What is our primary use case?
We use it both internally on our managed services offerings, which are new for us, and I've used it for the last two years in my customers' environments to help me with deployments, primarily on the networking side. We also place a big focus on source control and the software development lifecycle.
How has it helped my organization?
It's going to help differentiate our services. It's something new that we're using internally, and our managed services, themselves, are new within Canada. It's something we're doing to help scale faster. Our company has an offering called through which we manage the subscriptions to various cloud providers for clients. We help them to automate that component.
We also offer another service to help customers connect to various clouds effectively, through VPNs to different clouds. A big piece of that is standardizing. If client A comes in, versus client B, we want to standardize that process and make it repeatable, so we're templating that as much as possible in Ansible.
Sometimes we'll combine various tools so we'll use Ansible on a native cloud formation. We're looking at Ansible as our key orchestration engine for the data model that we developed internally and to help pump that out.
What is most valuable?
To me, a great thing about Ansible is that it can do everything. Cloud, on-prem, Windows, Linux, networking. I've not seen any other orchestration tool able to do that as easily.
The biggest thing I like about Ansible is the check mode so that we can verify, after we've pushed, that the config is actually what we intended. That's a big feature that I like about the product.
What needs improvement?
The way it's going to improve is with the community contributing more to the platform in terms of modules that interact with different devices. And perhaps it can contribute use cases, which is something I'm very focused on: documenting and showing them to customers; not just roles but how I use those roles, how I get started.
Part of my initiative, in terms of using Ansible to build Ansible, is to demonstrate how I properly structure Ansible to deploy to a server with various roles. In my case, my role works on both Red Hat and Ubuntu Debian: How do you structure it to handle multi-OS, which is something I've learned from Jeff Geerling, whom everyone knows.
The power of the community is what's going to make it better. It feels like it's growing every year. It's how the community is coming together. There's a lot of enthusiasm around that and it's contagious. People are excited about it.

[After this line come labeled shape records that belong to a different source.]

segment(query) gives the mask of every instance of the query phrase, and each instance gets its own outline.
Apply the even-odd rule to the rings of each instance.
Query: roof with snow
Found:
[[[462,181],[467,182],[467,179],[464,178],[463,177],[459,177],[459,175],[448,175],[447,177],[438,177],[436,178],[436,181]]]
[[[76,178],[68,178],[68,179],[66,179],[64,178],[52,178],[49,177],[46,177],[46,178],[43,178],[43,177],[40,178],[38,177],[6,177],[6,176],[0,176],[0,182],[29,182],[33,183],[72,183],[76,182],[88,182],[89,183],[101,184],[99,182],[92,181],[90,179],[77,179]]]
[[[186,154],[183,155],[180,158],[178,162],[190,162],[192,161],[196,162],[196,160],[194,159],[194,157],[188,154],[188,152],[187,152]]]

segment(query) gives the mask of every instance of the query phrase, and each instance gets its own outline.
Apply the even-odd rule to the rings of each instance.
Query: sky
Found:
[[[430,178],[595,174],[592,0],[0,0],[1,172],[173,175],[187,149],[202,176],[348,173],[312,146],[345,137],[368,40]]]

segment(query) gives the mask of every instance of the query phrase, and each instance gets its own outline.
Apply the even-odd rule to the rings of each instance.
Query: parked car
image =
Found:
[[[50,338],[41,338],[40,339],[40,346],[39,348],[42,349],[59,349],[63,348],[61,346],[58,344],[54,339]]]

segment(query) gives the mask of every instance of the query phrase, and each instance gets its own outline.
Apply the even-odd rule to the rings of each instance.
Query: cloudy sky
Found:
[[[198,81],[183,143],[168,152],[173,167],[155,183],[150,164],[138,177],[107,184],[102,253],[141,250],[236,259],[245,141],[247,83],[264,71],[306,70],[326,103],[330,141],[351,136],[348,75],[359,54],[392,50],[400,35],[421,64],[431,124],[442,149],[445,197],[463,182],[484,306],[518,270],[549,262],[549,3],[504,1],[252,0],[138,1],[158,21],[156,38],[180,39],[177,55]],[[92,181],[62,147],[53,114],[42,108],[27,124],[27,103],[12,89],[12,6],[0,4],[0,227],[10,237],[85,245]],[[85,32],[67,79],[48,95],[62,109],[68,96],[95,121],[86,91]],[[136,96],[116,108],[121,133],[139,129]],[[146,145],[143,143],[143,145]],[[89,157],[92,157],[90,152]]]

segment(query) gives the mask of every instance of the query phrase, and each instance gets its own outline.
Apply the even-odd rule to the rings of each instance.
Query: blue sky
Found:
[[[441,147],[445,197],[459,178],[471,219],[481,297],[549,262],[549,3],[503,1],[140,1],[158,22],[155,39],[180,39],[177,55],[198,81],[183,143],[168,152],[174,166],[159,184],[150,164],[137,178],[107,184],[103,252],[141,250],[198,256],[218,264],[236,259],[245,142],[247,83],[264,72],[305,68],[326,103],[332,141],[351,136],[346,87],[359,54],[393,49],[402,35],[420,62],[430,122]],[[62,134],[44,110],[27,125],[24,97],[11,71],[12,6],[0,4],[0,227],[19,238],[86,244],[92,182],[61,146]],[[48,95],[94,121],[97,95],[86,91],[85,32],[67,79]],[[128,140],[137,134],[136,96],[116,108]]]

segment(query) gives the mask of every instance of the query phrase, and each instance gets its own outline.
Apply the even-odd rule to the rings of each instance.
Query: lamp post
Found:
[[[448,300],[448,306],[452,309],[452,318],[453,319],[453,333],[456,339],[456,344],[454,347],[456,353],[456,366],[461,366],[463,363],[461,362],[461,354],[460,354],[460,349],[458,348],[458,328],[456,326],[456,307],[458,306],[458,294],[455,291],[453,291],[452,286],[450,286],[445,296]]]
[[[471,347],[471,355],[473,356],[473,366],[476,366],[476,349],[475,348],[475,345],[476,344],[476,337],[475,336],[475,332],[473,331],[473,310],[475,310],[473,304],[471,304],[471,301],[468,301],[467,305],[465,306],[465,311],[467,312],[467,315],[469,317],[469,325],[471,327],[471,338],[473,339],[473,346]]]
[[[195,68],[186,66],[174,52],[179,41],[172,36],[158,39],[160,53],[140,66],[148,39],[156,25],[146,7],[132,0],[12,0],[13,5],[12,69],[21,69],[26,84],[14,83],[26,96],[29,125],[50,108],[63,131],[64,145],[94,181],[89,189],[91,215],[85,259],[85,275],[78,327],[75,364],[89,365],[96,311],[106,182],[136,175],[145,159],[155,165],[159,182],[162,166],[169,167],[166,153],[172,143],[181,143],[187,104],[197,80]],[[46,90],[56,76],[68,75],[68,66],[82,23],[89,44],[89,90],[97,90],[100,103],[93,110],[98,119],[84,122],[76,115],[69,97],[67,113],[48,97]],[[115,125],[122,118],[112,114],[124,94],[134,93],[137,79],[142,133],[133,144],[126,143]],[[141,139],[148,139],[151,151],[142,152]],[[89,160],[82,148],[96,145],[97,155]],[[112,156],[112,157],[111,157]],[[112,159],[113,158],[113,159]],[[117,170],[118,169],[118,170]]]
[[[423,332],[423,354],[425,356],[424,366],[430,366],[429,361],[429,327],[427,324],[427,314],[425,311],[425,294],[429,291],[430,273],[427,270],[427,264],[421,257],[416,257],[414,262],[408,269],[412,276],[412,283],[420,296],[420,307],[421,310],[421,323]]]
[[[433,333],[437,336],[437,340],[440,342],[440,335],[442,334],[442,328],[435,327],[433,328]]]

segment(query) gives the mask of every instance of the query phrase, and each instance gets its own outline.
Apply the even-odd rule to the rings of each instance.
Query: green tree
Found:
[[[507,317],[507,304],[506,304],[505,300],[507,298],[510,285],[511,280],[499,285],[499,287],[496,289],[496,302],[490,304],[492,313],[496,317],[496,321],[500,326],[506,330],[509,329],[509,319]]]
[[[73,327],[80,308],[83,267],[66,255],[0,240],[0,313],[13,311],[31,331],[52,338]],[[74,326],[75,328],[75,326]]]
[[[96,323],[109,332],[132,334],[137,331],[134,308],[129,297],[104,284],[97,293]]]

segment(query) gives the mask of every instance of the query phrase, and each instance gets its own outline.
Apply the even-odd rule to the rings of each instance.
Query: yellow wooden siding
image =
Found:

It has really been fun being here at AnsibleFest 2018 and seeing the passion about the product.
What do I think about the stability of the solution?
From an Ansible perspective, it is stable. Working more on the networking side, typically the challenge is with the particular networking device that we're dealing with: specifically, getting structured data returned, with the consistency of the CLI, across platforms. The challenges are not necessarily Ansible, per se, they're more because of the variety of vendors.
It's impossible to tell Ansible, "Okay, handle every use case possible, every version of code." I've been trying to identify issues with platforms and how we can address them by fixing a module or parsing that data properly, without having to get Cisco to fix it in our code. That approach is somewhat backward, but we've had to deal with it a few times.
What do I think about the scalability of the solution?
So far, we haven't run into any scalability issues. We haven't needed to scale to the levels I've heard spoken about here at AnsibleFest 2018. Certainly, this summer, we used it to push over 8,000 lines of code on network devices and it worked quite well.
How was the initial setup?
In terms of the setup, there are still aspects that are a bit complex to set up, especially the different Python libraries' dependencies. I use it against Windows as well and that means integrating with Kerberos. But I've actually developed a role on GitHub to stand up an Ansible development workstation with all those requirements to make it easy. I actually use Ansible to deploy Ansible, which is kind of ironic.
What other advice do I have?
Another thing that I've been doing is mentoring teams on how to use Ansible. Ironically, I've been mentoring the server teams, which is where I worked in the first part of my career. I was more on the server side: Windows, a little bit of Linux. But I find it's so easy to use that it's more about the concepts and the Ansible language.
I saw a very interesting use case where Harvard University Online essentially does its entire deployment using Ansible end-to-end, with native infrastructure. That is geared to a lot of things we do within our managed services. I knew that was possible, but seeing it in real life, how they deployed and the number of different stacks that they've touched, was something. Their ability to demonstrate they've done that is pretty remarkable.
Because some documentation needs to be improved - while getting started with it is getting better - it's hard to give it a perfect ten. It's definitely in the top products that I suggest to customers. I would rate it a nine out of ten. But you have to look at it as a framework. It's not going to come in and solve all of your problems, but you can build on it. You can develop your own module if it doesn't ship with the product. The core of Ansible is very solid.
Disclosure: I am a real user, and this review is based on my own experience and opinions.